How to traverse stack in C++?

Is it possible to traverse std::stack in C++?

Traversing using following method is not applicable. Because std::stack has no member end.

std::stack<int> foo;

// ..

for (__typeof(foo.begin()) it = foo.begin(); it != foo.end();  it++)
{
    // ...
}

Upvotes: 31

Views: 75068

Answers (12)

oxidia
oxidia

Reputation: 310

Since c++ stack doesn't have some kind of iterator
this is a basic stack with iterators.

MutantStack.hpp

#pragma once

#include <stack>

template <class T>
class MutantStack : public std::stack<T>
{
public:
    typedef typename std::stack<T>::container_type::iterator iterator;
    typedef typename std::stack<T>::container_type::const_iterator const_iterator;

    MutantStack(void) {}

    iterator begin(void)
    {
        return this->c.begin();
    }

    iterator end(void)
    {
        return this->c.end();
    }

    const_iterator cbegin(void) const
    {
        return this->c.cbegin();
    }

    const_iterator cend(void) const
    {
        return this->c.cend();
    }
};

Upvotes: 0

Arun Suryan
Arun Suryan

Reputation: 1695

It is not possible to directly traverse an std:: stack as it does not have an end member and that's how a stack data-structure is supposed to be i.e. only have one pointer.
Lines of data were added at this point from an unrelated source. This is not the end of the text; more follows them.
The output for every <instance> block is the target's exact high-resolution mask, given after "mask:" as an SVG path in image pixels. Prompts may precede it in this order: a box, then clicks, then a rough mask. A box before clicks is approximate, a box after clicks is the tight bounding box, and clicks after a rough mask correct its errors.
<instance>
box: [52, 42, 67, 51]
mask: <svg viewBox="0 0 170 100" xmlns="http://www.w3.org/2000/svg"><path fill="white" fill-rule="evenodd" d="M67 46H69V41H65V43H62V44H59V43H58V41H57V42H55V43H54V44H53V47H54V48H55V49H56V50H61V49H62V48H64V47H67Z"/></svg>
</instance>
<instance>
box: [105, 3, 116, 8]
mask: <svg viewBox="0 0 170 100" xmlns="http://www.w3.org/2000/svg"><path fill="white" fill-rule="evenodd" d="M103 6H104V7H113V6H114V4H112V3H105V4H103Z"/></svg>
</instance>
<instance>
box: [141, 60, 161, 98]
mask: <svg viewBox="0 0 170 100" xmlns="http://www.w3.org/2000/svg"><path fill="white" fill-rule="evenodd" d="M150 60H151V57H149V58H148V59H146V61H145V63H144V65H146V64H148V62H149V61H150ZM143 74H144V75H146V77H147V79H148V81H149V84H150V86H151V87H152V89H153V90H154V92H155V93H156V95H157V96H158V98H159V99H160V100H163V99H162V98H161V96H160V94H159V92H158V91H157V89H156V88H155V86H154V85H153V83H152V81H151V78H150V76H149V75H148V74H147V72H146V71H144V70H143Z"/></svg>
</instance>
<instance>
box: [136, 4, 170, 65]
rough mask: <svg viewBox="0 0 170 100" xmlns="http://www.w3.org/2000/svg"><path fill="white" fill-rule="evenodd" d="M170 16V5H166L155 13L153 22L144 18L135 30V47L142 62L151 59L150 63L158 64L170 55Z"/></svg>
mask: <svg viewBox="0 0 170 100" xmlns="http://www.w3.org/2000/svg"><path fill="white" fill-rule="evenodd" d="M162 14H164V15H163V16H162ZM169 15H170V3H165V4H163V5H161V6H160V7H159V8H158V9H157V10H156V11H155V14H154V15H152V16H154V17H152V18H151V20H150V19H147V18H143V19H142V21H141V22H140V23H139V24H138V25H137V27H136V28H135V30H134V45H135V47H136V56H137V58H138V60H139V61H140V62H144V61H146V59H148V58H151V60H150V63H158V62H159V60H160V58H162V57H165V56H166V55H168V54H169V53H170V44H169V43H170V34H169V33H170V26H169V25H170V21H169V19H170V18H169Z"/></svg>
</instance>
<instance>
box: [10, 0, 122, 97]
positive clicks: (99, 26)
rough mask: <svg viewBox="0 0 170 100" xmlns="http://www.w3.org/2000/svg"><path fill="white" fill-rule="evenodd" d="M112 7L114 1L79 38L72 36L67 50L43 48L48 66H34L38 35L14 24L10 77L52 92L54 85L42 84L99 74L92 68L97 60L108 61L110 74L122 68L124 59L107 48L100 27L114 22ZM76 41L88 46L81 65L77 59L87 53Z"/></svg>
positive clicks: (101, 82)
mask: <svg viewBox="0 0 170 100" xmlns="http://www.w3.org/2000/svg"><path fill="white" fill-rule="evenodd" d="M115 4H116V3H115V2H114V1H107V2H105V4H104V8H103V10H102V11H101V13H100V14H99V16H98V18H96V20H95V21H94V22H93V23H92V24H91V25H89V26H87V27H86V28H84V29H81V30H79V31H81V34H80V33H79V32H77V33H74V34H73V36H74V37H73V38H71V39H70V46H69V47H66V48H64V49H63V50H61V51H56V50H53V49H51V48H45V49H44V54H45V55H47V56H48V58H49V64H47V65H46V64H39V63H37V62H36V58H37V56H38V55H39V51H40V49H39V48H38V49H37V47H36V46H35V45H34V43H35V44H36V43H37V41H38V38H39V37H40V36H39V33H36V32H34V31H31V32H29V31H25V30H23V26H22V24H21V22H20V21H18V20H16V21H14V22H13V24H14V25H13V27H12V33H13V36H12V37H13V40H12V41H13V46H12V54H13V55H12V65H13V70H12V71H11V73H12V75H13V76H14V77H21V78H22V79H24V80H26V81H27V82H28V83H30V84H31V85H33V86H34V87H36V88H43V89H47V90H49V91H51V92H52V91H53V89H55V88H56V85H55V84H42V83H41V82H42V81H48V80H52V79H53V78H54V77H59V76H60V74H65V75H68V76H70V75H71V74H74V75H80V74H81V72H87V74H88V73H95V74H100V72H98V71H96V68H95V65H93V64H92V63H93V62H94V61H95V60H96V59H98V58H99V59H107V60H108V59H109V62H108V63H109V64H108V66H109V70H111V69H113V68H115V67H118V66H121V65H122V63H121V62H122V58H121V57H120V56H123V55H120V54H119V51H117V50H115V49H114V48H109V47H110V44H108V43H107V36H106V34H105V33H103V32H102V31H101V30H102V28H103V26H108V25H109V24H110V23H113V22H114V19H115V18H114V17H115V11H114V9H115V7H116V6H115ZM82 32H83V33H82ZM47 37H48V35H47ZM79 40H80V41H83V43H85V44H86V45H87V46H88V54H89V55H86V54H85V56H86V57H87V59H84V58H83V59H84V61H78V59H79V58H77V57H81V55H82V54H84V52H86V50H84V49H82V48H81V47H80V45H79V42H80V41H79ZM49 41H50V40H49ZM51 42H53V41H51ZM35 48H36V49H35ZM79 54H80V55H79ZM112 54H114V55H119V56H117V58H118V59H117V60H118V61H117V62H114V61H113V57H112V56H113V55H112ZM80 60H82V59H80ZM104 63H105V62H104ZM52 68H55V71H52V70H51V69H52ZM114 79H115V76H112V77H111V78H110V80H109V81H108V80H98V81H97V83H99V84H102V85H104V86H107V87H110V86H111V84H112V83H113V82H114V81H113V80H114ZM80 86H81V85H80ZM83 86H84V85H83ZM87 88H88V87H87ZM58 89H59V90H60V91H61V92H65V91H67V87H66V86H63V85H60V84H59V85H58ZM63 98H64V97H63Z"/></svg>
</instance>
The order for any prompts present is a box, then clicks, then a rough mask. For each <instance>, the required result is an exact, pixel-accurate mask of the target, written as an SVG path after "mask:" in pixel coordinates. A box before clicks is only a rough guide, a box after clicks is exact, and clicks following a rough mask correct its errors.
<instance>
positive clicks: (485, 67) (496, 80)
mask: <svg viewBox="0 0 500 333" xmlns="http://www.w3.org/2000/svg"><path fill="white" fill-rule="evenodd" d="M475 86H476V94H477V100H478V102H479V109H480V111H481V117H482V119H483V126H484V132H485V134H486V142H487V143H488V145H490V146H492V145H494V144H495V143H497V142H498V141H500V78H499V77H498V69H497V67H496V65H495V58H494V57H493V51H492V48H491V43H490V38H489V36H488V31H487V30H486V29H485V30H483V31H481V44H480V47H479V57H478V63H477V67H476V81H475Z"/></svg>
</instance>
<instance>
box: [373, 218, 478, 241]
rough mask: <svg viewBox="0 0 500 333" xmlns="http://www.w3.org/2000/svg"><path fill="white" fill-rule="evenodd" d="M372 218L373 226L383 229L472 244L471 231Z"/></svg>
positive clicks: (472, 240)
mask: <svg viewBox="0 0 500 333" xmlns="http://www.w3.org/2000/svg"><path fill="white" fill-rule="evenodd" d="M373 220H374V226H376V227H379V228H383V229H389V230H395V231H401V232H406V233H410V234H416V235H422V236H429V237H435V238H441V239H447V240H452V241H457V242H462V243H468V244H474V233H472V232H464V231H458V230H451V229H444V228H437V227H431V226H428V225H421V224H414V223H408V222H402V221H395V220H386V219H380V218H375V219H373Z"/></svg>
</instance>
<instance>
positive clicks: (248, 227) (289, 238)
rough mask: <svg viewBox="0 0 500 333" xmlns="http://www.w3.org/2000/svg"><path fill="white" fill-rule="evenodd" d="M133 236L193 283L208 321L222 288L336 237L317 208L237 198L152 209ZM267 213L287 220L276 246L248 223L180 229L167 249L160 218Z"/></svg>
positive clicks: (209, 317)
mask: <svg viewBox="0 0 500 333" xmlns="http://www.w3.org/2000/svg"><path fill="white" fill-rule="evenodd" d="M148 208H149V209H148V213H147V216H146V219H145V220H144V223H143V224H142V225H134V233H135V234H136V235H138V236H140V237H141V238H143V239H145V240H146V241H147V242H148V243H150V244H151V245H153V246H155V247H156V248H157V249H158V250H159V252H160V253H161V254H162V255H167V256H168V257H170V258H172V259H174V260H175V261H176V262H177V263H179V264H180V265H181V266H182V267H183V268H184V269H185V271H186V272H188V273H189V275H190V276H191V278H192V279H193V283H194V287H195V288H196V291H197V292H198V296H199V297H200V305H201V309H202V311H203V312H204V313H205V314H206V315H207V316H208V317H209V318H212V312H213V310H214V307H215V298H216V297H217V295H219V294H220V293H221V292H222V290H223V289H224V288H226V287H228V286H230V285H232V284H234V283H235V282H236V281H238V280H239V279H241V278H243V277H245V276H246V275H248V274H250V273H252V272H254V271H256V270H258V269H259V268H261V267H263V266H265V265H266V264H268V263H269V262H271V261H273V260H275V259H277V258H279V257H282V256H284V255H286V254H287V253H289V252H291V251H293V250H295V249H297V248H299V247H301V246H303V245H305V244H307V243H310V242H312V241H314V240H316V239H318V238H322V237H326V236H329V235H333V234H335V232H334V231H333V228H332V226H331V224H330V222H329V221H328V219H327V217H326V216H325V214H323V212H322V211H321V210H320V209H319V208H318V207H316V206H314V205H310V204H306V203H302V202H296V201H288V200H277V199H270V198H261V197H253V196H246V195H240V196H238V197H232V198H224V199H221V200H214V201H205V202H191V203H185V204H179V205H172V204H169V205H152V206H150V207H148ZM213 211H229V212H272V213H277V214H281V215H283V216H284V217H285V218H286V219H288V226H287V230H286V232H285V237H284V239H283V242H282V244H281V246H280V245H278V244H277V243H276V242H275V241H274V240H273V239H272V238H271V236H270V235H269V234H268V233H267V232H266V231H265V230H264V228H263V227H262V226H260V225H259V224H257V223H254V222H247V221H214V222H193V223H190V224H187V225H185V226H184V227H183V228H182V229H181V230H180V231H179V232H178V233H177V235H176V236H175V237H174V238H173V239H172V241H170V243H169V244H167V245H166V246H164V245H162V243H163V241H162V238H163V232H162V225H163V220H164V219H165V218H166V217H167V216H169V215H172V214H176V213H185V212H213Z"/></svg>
But, still here are two lazy hacks to traverse it:

1) Loop Based:

while(!st.empty()) {
        cout << st.top();
        st.pop();
    }

Problems with the loop-based approach:

  • The original stack gets empty.

2) Recursion Based:

template <typename T>
void traverse_stack(stack<T> & st) {
    if(st.empty())
        return;
    T x = st.top();
    cout << x << " ";
    st.pop();
    traverse_stack(st);
    st.push(x);
}

Advantages of Recursion based approach:

  • Maintains the original stack elements.

Problems with Recursion based approach:

  • Maintains an internal stack.
  • May fail for large size of the stack.

Upvotes: 15

Kaaf
Kaaf

Reputation: 380

I wouldn't do this, but you can get a stack values without popping with pointer casting, this makes some assumptions about how the compiled class is stored in memory, not a good idea in general.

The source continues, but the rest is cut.